Handling mail, was: Re: Re: Anybody Recognize These Uploads?

[Chuck Swiger <chuck () codefab com>]

Mike Hoskins wrote:
[ ... ]
> I think the clear point is that lazy admins (engineers, managers, etc.)
> have caused the current, broken Internet.
>
> Innocent email that gets caught by the RBL of the month, packets that get
> blackholed because the last user started a SYN flood (and the current user
> has no clue, nor dos the ISP/NSP's operations dept), etc., etc.  Goodby
> "open" Internet.  Ahh, but what did we expect...  As the number of people
> on the Internet approaches the number of people in the real world, the
> "open" and "idealistic" Internet (TCP/IP is idealistic) must become like
> the real world and suck more every day.

People who argue with pessimists tend to be wrong at least as often as they
are right, which is unfortunate; at least for those who are non-pessimists.
That being said, I think that even someone who would say something like
"the Internet must ... suck more every day" might find it useful to focus on
the things that don't suck; that is to say, the silver lining in the black
storm clouds of Internet suckatude, so to speak.
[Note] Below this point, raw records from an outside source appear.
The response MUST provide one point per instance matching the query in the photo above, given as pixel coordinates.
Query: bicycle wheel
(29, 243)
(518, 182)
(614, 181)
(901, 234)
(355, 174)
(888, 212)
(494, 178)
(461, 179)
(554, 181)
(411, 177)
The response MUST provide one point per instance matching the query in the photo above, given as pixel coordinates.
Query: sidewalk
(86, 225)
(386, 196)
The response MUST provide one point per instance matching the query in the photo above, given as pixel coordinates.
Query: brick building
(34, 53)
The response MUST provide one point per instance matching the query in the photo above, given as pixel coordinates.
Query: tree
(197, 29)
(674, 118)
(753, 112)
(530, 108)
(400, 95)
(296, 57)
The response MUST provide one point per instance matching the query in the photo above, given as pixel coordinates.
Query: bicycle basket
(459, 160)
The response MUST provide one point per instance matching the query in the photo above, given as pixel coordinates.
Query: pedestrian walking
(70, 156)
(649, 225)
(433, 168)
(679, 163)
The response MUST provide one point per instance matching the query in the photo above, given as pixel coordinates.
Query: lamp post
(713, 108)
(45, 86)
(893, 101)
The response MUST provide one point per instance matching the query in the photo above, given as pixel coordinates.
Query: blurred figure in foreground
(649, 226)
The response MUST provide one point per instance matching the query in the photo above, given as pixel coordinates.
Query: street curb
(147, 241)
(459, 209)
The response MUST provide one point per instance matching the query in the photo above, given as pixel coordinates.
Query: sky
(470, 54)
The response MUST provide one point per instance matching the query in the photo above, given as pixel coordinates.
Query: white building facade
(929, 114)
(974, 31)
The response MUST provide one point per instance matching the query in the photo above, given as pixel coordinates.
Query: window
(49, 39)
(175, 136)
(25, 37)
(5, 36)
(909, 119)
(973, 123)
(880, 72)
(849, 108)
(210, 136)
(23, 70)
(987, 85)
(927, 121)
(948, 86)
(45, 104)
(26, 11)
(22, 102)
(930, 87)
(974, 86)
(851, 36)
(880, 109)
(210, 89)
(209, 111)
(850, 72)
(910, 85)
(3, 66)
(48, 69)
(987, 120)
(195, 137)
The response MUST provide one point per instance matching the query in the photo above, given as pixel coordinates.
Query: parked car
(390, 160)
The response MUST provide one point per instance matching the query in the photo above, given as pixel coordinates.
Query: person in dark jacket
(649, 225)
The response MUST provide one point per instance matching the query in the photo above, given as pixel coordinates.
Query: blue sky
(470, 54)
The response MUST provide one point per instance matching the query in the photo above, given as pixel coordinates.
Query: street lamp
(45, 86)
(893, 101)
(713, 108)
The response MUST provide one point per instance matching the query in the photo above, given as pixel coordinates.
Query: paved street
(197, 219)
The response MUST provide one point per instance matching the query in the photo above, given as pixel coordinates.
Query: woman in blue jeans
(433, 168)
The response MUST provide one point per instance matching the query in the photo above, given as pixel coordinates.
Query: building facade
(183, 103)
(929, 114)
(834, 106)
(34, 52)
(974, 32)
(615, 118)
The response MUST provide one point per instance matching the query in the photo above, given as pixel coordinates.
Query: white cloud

> It's easier to block a country, class A/B/C, etc. than it is to monitor,
> inspect, track and resolve potential issues.  Doing things simply because
> they're easy, however, rarely leads to the desired result.
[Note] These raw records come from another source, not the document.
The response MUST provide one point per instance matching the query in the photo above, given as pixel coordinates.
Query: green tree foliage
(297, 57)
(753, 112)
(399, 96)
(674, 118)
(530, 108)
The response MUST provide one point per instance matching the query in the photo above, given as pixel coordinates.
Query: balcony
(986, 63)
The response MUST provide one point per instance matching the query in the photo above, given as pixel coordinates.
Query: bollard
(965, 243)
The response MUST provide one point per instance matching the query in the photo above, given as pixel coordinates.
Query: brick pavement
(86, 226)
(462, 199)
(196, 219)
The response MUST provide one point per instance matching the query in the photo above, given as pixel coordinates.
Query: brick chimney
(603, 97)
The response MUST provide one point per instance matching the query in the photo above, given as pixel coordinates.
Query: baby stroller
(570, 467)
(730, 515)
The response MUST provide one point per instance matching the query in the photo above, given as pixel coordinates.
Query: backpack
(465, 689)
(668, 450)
It's easier to point out problems than it is to solve them, too.

"Bear in mind, at all times and in all circumstances, whatever the subject
under discussion-- be it never so dear to your heart and worthy of thoughtful
consideration at far greater length than that to which you are regretfully
obliged to constrain it-- that conciseness is a virtue of such paramount
importance that the present writer would ever dream of relinquishing it, even
for a moment; bearing in mind as well, that the related and yet not wholly
identical temptation to entangle both the narrative and the reader in a
thousand branching paths of digression, from which initally attractive yet
ultimately fruitless byways (like those deceptively promising mountain trails
which, when followed, gradually diminish to faint and narrow tracks and thence
to mere nothingness, leaving the traveller stranded at some spot deserted by
humanity not through whim or chance, but justly, on account of its intrinsic
lack of any interest whatsoever) one may only with great difficulty find one's
way back to the main thread, must also be sternly avoided.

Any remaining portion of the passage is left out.